岩手県花巻市の西にある「花巻温泉」は、山あいを流れる豊沢川に沿って温泉地が並んでいる。その中でも湯治色の強い「大沢温泉」に滞在して、ノスタルジックな日本の夏を過ごしてみた。のんびりと湯に浸かり、美味しい蕎麦に舌鼓を打つ。かの宮沢賢治ゆかりの地。物語の舞台となった場所で渓流釣りも少々楽しみ、雨の日はその世界に浸る……“大人の夏休み”だ。
■大沢温泉の湯治部で湯浴みと蕎麦を味わう
『花巻12湯』と呼ばれる花巻温泉のひとつ、大沢温泉。「湯治部」「旅館部」と分かれていており、今回滞在したのは湯治部の「湯治屋」。隣接して旅館「山水閣」や茅葺き屋根の「菊水舘(※現在ギャラリーとして営業)」もある。

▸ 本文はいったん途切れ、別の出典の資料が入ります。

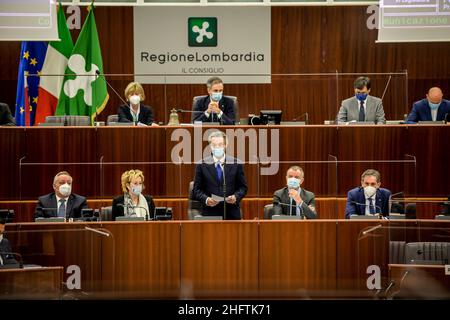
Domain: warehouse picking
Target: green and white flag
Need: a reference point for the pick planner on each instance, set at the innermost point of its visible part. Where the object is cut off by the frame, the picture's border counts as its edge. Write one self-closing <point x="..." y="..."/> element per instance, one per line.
<point x="84" y="91"/>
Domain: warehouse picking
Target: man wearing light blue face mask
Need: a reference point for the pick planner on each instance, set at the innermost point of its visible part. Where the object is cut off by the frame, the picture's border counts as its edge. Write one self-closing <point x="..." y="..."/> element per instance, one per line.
<point x="220" y="178"/>
<point x="294" y="200"/>
<point x="362" y="107"/>
<point x="432" y="108"/>
<point x="215" y="107"/>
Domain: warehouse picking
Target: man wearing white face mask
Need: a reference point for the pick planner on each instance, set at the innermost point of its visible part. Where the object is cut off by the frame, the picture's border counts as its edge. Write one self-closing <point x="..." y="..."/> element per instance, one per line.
<point x="294" y="200"/>
<point x="369" y="199"/>
<point x="215" y="107"/>
<point x="136" y="111"/>
<point x="432" y="108"/>
<point x="216" y="174"/>
<point x="62" y="202"/>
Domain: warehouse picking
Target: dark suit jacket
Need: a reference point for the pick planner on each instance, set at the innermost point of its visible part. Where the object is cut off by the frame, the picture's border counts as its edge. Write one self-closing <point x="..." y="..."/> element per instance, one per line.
<point x="145" y="114"/>
<point x="357" y="195"/>
<point x="206" y="184"/>
<point x="118" y="211"/>
<point x="6" y="118"/>
<point x="5" y="250"/>
<point x="422" y="112"/>
<point x="73" y="210"/>
<point x="281" y="203"/>
<point x="226" y="105"/>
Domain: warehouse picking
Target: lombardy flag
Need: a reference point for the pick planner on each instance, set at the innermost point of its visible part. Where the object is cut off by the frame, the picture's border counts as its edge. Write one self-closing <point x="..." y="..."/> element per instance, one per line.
<point x="32" y="57"/>
<point x="84" y="88"/>
<point x="55" y="64"/>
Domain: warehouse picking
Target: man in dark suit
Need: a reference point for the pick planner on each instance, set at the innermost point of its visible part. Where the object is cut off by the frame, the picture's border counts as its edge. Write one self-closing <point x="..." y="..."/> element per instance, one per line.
<point x="369" y="199"/>
<point x="294" y="200"/>
<point x="62" y="202"/>
<point x="433" y="108"/>
<point x="209" y="180"/>
<point x="7" y="260"/>
<point x="136" y="112"/>
<point x="6" y="118"/>
<point x="362" y="107"/>
<point x="215" y="107"/>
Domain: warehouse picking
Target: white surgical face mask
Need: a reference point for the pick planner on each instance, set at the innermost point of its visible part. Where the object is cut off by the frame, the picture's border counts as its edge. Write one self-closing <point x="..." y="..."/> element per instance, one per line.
<point x="135" y="99"/>
<point x="369" y="191"/>
<point x="65" y="189"/>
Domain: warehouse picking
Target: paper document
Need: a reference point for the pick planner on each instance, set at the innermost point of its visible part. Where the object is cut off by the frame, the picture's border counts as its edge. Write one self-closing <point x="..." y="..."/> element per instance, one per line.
<point x="217" y="198"/>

大沢温泉の原点とも言える歴史を感じる木造の建物。築200年以上経つという。歴史から取り残されたような、いい意味で「ひなびた」雰囲気で、どこか落ち着く気持ちにさせてくれる。
お風呂はいくつかあるがどれも個性的。いずれも泉質はPH値が高めのアルカリ性だ。名物の「大沢の湯」は混浴(時間によっては女性専用)で、目の前に流れる豊沢川を眺めながら開放的な気分で湯浴みできる。宮沢賢治も幾度も訪れたという湯だ。

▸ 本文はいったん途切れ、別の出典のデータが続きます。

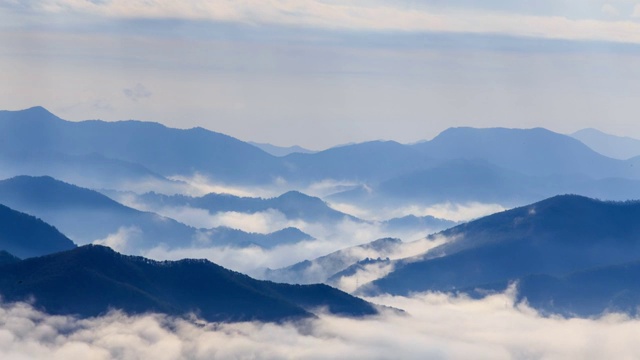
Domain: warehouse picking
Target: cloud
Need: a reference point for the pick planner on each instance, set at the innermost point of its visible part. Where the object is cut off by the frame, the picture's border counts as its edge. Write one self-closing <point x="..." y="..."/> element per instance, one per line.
<point x="447" y="210"/>
<point x="121" y="240"/>
<point x="137" y="92"/>
<point x="434" y="326"/>
<point x="610" y="10"/>
<point x="254" y="260"/>
<point x="379" y="16"/>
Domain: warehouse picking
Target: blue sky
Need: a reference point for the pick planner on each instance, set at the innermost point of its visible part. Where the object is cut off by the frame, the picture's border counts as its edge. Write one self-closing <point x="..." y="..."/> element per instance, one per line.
<point x="320" y="73"/>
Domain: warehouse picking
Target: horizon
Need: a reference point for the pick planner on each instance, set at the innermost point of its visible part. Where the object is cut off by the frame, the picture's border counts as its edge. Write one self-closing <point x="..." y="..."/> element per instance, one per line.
<point x="319" y="74"/>
<point x="323" y="149"/>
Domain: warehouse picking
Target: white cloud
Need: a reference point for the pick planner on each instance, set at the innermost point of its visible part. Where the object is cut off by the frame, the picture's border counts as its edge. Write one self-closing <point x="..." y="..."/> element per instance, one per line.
<point x="435" y="326"/>
<point x="356" y="15"/>
<point x="610" y="10"/>
<point x="121" y="240"/>
<point x="448" y="210"/>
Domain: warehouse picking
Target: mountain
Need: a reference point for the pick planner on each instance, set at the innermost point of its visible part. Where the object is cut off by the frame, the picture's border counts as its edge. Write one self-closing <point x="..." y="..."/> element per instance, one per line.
<point x="163" y="150"/>
<point x="475" y="180"/>
<point x="87" y="216"/>
<point x="617" y="147"/>
<point x="412" y="223"/>
<point x="585" y="293"/>
<point x="91" y="171"/>
<point x="347" y="267"/>
<point x="25" y="236"/>
<point x="281" y="150"/>
<point x="7" y="258"/>
<point x="293" y="204"/>
<point x="462" y="180"/>
<point x="557" y="236"/>
<point x="537" y="152"/>
<point x="91" y="280"/>
<point x="367" y="162"/>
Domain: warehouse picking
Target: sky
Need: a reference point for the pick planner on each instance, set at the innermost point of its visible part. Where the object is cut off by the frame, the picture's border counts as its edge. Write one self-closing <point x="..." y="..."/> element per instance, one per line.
<point x="321" y="73"/>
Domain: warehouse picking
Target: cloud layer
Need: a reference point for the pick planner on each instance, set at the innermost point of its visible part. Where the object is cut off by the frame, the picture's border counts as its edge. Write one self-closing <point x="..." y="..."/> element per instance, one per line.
<point x="356" y="15"/>
<point x="435" y="326"/>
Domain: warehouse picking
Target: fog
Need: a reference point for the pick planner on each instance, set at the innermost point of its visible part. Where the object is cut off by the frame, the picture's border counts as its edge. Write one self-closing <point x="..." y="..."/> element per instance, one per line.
<point x="254" y="260"/>
<point x="447" y="210"/>
<point x="435" y="326"/>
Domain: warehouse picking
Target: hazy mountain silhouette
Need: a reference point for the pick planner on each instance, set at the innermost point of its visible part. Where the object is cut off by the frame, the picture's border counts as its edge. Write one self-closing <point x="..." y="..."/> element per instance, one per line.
<point x="322" y="268"/>
<point x="369" y="161"/>
<point x="556" y="236"/>
<point x="520" y="165"/>
<point x="617" y="147"/>
<point x="280" y="150"/>
<point x="293" y="204"/>
<point x="92" y="280"/>
<point x="91" y="170"/>
<point x="7" y="258"/>
<point x="86" y="215"/>
<point x="163" y="150"/>
<point x="475" y="180"/>
<point x="537" y="152"/>
<point x="412" y="222"/>
<point x="25" y="236"/>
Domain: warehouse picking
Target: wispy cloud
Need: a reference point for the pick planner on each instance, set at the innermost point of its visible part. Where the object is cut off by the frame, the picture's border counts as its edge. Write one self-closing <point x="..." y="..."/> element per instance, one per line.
<point x="435" y="326"/>
<point x="355" y="15"/>
<point x="137" y="92"/>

館内には食材も購入できる売店や自炊するための共同炊事場もある。宿泊料金もリーズナブルなので、長期滞在する湯治にはうってつけの環境だ。さらにお食事処「やはぎ」もあり、一品料理から定食まで、種類も豊富で、湯治気分を味わいながらも手軽に泊まりたい人にもおすすめできる。
数種類ある蕎麦の中でも「大沢・純そば」は、大沢地区で採れた蕎麦粉を100%使用しているという。口に入れた瞬間、蕎麦の風味とともに瑞々しさが口いっぱいに広がり、水の良さも大いに感じた。
■ナメトコ山から流れくる川で竿を出す
翌日はゆっくりと朝食を食べた後、宿の前を流れる豊沢川の流れを眺めつつ、湯に浸かりのんびりと過ごした。すっかり重くなった腰を上げ、ようやく釣りへ向かったのはお昼前だった。
最初に入ったのは、豊沢湖のバックウォーターからほど近い、明るく開けたポイント。童話『なめとこ山の熊』の舞台となった「ナメトコ山」が望める。一投目から小さなハヤたちがフライにまとわりついてきた。一度だけ20cmちょっとくらいのイワナが出てきたが、途中で引き返して行ってしまった……。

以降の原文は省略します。